Trágicamente, aprendí que el adolescente promedio de Coachella Valley probablemente nunca podrá compartir la misma experiencia que yo tuve.

“No escuché que muchos estudiantes vayan a Coachella”, dijo Keona Corona, estudiante de Palm Springs High y presidenta del gobierno estudiantil de 17 años. “Vienen de familias de bajos ingresos, por lo que no pueden hacer eso”. Corona dice que el festival está dirigido a celebridades y personas adineradas, por lo que es casi imposible que ella y sus compañeros asistan. “Debería realizarse un sorteo en una escuela secundaria a la que los estudiantes tengan la oportunidad de asistir”, dice ella.

Asimismo, el novio de Corona, Riley Keane, residente de Palm Springs de 17 años, dice que quería ver a Harry Styles pero no pudo. “Es por lo caros que son los boletos… y por el estacionamiento, lidiar con las filas e incluso tratar de acercarse a los terrenos de Coachella. Todo es un desastre”. Cuando se le pregunta para quién cree que es el festival, dice que es principalmente para personas influyentes en las redes sociales y no para personas “normales”.

Pero Rafael López, también conocido como Alf Alpha, un DJ residente que ha tocado en Coachella desde 2011 (y que dirigió mi primer año de baile en la escuela secundaria), dice que la accesibilidad no es un problema. “Si quieres ir, compras un boleto. Goldenvoice ofrece venta de boletos locales a todos los residentes locales de Coachella Valley”, escribió por correo electrónico. Si bien Coachella ofrece boletos de admisión general a los locales, se venden a “precio completo” por $ 599, lo que significa que los residentes pagan alrededor de $ 100 más que aquellos que compran boletos de admisión general de Nivel 1.

De todos modos, López dice que Coachella ha revivido el área.
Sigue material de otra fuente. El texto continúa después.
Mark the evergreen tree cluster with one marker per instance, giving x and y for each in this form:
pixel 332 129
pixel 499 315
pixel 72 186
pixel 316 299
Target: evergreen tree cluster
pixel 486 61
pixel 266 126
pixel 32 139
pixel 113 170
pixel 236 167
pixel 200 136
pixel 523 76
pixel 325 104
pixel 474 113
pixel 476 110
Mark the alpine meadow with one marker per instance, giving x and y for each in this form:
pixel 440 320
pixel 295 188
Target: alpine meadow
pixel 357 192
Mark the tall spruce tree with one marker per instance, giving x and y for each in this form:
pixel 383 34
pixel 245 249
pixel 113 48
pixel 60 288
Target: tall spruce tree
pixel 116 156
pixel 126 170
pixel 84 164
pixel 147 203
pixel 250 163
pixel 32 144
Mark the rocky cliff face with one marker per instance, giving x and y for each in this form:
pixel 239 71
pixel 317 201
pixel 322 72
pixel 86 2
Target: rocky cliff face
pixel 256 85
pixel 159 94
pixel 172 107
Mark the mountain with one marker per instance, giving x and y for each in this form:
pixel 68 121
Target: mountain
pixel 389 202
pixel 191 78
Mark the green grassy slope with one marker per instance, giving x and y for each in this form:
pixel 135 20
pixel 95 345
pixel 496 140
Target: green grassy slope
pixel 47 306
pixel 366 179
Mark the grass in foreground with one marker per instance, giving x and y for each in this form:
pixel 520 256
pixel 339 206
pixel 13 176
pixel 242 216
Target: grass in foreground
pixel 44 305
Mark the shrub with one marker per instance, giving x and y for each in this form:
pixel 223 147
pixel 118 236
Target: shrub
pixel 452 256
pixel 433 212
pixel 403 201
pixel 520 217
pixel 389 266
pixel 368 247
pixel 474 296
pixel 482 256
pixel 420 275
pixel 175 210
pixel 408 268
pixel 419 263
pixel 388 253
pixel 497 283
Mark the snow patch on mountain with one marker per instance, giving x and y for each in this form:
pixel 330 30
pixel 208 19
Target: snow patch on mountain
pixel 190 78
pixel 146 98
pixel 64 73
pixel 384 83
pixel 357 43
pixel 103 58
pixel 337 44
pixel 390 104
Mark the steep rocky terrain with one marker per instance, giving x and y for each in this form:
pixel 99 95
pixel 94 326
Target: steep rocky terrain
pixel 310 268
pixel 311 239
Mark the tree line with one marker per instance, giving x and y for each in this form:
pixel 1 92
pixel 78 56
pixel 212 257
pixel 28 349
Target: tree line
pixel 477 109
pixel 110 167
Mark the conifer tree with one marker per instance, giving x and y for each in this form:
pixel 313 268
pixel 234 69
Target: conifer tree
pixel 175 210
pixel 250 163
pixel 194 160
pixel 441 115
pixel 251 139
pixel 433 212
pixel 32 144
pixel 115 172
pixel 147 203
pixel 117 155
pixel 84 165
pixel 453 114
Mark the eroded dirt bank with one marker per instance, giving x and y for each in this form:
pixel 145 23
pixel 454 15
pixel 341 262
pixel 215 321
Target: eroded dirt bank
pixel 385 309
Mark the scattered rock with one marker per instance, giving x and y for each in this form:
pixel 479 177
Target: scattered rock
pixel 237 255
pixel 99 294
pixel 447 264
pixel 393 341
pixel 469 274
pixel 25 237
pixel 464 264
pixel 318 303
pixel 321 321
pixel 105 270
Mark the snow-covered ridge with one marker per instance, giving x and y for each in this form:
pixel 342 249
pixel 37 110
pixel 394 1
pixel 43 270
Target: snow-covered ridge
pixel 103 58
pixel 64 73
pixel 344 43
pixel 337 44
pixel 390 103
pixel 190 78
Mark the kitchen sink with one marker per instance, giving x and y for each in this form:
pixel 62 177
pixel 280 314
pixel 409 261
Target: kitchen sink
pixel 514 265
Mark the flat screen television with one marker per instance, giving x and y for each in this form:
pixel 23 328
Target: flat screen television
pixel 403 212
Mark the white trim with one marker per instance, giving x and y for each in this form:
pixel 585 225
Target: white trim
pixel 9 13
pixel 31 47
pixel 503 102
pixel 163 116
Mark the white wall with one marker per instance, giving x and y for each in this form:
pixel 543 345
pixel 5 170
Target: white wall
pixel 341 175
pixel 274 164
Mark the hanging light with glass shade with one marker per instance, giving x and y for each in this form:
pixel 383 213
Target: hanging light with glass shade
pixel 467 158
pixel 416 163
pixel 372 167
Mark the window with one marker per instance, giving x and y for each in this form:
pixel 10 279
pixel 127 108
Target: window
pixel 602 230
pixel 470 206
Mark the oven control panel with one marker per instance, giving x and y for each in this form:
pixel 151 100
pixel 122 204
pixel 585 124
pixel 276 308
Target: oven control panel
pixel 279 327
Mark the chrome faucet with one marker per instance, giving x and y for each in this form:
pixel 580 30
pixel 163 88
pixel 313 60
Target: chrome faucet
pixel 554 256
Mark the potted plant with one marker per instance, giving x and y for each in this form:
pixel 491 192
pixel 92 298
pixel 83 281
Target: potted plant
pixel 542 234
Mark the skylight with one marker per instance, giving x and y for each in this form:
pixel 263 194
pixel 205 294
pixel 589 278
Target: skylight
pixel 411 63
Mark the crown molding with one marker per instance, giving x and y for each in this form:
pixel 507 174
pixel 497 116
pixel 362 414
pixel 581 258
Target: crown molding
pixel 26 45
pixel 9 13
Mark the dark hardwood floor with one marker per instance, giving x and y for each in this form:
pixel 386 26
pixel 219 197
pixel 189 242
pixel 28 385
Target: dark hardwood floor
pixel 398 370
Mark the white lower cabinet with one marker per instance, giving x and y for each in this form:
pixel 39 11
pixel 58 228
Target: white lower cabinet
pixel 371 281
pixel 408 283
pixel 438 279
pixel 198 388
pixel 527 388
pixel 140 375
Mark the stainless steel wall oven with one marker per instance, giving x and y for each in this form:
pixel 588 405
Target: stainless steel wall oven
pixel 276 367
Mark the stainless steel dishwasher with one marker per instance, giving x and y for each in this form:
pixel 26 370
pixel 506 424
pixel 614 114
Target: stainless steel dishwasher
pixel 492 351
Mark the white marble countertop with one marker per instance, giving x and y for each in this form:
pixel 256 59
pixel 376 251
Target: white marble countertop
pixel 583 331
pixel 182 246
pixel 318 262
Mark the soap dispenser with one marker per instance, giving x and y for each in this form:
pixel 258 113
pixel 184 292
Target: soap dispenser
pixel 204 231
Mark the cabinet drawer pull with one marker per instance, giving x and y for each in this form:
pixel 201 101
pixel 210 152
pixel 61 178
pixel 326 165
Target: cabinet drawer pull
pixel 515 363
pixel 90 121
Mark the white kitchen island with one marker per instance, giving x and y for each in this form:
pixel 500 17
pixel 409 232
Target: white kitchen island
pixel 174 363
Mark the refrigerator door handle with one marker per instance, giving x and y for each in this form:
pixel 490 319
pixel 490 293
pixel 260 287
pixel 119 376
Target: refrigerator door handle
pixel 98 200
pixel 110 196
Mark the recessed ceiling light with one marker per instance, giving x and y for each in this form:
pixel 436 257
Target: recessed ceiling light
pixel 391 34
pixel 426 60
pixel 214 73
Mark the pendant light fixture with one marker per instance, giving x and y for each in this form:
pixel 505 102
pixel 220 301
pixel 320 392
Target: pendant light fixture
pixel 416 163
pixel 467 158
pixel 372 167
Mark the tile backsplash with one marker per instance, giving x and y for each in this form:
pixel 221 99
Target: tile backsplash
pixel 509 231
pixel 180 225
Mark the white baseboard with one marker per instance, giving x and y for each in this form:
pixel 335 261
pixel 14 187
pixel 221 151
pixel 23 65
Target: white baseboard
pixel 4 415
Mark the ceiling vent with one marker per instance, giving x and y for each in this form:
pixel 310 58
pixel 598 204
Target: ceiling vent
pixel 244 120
Explica que ha puesto al valle en el mapa, convirtiendo a la comunidad local en una ‘meca’ de la música, el arte y la cultura. “El festival ha inspirado mucho crecimiento económico en el valle. El festival también ha presentado muchos visitantes nuevos. … Le ha dado más vida a nuestro valle”.

Según los DJ locales, el festival ha puesto al valle en el mapa, convirtiendo a la comunidad local en una 'meca' de la música, el arte y la cultura.

Según los DJ locales, el festival ha puesto al valle en el mapa, convirtiendo a la comunidad local en una ‘meca’ de la música, el arte y la cultura.

Gracias a Coachella/Jorg Photo

Y tiene razón: trae grandes negocios al desierto.

El administrador de la ciudad de Indio, Bryan Montgomery, dice que los lugareños que alquilan sus casas durante la temporada de festivales usan esos ingresos para pagar su hipoteca durante todo el año. El portavoz de Palm Desert, Thomas Soule, dice que los hoteles del área reservan entre $700 y $800 por noche durante el fin de semana de Coachella. Los asistentes también comen en restaurantes locales y compran en tiendas cercanas, impulsando la economía de la ciudad. “Aquí es cuando la mayoría de la gente hace su dinero para el año”, dice.

Desde 2020, ha habido un creciente interés en el desierto: los precios de las propiedades en Indio aumentan aproximadamente un 33% cada año. Y desde el año fiscal 2016-2017 hasta enero de 2022, Palm Springs recaudó la friolera de $57 millones en impuestos de ocupación temporal, un impuesto del 11,5% sobre alquileres de vacaciones como Airbnbs o VRBO.

El valle en sí se está convirtiendo lentamente en un lugar.

El valle en sí se está convirtiendo lentamente en un lugar.